Ralf Isau: Messias

Thriller, die sich mit der katholischen Kirche und Verschwörungen befassen, habe ich eigentlich abgehakt: kennt man einen, kennt man alle. Langweilig. Allerdings erschienen jetzt fast zeitgleich Ralf Isaus „Messias“ und Peter Henischs „Der verirrte Messias“
(kein Thriller!). Der Vergleich könnte spannend werden, dachte ich mir. Wie gehen die beiden Autoren mit dem Thema um?

Von Isau weiß ich es nun: konventionell, der übliche Kirchenverschwörungsthriller, sprachlich ganz ok, mit Längen und dem einen oder anderen logischen und handwerklichen Mangel. Kein Buch, das man lesen muss, und schon gar keines, das die Ausgaben für einen Hardcover lohnt.
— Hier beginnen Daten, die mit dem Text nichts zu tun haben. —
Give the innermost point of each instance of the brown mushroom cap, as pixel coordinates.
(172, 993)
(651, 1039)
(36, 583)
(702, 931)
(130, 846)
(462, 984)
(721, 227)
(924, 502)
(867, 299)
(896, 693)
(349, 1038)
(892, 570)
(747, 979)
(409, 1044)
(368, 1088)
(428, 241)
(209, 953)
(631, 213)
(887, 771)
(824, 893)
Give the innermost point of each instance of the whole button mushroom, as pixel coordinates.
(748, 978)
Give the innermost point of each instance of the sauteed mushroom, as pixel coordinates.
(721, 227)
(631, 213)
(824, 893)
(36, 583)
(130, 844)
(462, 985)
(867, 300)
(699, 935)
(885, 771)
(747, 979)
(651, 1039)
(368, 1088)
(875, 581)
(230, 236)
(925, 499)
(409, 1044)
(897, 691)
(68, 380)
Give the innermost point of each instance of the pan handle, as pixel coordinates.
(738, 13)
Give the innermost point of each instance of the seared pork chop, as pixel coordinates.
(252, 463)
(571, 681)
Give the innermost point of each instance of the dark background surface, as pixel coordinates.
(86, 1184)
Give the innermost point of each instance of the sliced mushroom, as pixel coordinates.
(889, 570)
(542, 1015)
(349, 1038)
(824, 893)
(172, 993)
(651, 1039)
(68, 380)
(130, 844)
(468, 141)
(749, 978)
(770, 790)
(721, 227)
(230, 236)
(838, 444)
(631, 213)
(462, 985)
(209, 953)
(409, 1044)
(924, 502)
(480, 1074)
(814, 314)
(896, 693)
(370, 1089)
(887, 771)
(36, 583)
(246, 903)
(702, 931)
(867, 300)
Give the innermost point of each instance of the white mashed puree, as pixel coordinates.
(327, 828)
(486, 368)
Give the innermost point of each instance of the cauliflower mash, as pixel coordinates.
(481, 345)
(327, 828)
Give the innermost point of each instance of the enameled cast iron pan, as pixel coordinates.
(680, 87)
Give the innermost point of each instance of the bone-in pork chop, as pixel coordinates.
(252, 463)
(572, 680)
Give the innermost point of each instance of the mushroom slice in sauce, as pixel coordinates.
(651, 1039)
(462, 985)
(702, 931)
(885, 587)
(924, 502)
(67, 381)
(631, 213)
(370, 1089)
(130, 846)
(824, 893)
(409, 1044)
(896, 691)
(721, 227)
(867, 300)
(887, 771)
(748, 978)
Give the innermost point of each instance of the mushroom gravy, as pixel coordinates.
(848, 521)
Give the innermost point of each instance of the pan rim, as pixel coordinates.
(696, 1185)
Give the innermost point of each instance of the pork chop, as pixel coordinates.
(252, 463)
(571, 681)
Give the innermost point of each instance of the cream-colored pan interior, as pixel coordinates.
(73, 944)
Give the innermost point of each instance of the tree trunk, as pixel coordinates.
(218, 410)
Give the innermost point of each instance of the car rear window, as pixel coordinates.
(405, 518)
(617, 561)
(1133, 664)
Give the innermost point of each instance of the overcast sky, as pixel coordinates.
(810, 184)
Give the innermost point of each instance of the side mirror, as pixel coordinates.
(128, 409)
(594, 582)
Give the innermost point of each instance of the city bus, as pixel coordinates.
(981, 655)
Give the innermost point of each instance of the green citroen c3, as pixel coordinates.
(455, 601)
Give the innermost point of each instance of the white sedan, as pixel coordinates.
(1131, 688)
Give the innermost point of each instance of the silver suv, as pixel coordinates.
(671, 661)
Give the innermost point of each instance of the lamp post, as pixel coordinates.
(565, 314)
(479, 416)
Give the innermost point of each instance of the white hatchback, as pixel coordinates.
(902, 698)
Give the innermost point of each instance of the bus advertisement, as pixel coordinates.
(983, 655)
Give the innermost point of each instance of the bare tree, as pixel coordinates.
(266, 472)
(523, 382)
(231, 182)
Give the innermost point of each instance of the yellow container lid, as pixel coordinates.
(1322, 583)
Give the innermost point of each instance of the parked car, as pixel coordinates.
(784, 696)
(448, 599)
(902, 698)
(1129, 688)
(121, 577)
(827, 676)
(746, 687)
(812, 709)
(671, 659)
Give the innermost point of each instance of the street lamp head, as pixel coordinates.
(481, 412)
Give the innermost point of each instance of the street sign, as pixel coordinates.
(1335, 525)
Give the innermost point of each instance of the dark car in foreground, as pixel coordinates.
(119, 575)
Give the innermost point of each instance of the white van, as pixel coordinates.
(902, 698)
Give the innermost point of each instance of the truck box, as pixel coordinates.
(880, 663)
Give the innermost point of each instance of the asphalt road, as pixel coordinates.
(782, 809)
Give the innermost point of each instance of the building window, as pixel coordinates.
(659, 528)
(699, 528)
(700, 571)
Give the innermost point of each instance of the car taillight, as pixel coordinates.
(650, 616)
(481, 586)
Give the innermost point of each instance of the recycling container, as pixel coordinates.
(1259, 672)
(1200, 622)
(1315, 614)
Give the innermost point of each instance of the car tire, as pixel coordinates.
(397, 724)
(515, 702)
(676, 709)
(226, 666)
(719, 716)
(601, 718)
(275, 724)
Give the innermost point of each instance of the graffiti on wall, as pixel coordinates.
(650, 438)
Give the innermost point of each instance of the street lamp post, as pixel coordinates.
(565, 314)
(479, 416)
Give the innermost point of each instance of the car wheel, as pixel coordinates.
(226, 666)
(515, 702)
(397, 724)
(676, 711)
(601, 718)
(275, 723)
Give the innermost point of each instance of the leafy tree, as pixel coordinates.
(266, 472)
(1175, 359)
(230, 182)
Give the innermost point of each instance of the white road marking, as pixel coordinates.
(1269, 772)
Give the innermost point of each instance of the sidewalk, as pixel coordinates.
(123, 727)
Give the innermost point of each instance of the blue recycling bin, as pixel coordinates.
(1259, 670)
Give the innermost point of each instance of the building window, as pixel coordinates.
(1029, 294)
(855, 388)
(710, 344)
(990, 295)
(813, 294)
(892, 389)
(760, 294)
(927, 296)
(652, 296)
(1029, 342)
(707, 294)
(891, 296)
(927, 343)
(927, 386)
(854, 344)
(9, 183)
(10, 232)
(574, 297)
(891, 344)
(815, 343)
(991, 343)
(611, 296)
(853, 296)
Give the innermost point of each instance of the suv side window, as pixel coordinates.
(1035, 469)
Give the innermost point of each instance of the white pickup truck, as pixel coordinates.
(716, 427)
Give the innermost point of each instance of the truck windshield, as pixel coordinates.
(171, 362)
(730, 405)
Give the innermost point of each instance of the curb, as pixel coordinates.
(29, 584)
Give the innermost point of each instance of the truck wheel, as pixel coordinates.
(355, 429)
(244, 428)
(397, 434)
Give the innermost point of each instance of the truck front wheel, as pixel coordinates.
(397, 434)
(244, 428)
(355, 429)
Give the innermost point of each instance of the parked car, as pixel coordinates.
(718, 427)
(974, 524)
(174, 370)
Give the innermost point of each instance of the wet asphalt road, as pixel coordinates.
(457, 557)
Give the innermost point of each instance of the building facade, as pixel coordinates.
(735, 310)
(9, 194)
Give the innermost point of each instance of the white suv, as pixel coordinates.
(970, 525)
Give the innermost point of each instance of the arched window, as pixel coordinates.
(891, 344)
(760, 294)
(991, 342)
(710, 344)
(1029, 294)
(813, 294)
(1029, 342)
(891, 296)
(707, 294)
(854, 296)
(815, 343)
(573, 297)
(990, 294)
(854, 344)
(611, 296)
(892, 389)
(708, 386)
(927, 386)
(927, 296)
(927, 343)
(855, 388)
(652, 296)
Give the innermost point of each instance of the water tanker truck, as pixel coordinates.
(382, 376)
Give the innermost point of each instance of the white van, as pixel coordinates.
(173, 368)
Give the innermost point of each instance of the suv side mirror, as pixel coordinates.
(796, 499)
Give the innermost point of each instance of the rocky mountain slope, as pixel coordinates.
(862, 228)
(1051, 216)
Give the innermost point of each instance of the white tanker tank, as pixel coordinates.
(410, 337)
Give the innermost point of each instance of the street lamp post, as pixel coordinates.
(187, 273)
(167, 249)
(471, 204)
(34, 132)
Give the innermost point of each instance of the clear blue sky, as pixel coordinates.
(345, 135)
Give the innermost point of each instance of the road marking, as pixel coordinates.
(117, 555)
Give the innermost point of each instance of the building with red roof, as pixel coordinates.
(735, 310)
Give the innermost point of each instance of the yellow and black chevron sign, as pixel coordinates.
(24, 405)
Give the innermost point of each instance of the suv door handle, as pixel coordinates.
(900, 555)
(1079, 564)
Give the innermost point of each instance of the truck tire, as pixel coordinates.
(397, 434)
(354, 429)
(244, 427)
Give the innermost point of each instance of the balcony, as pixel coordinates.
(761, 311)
Der Inhalt im Schnelldurchlauf: Zu Ostern 2009 steigt in Irland der Messias höchstpersönlich vom Kreuz. Wunder oder Schwindel? Sowohl ein päpstlicher Sonderermittler (der aus dem kleinen Ort stammt und dort noch einiges aus der Vergangenheit zu klären hat) als auch die Polizei arbeiten an der Klärung. Wunder und Morde häufen sich. Dass der Showdown höchst dramatisch ist, wird keinen überraschen. Die Story dürfte sich gut für eine Verfilmung eignen, spektakuläre Szenen gibt es zuhauf.
Echte Wunder mischen sich mit gefakten, außerdem gibt es einen „Familienfluch“: die Nachkommen eines Mönches müssen hundert Mal Menschen in hoffnungslosen Situationen retten um diesen Fluch zu tilgen. Dafür haben sie die Fähigkeit, Wunder zu wirken, bis zur Auferweckung von Toten.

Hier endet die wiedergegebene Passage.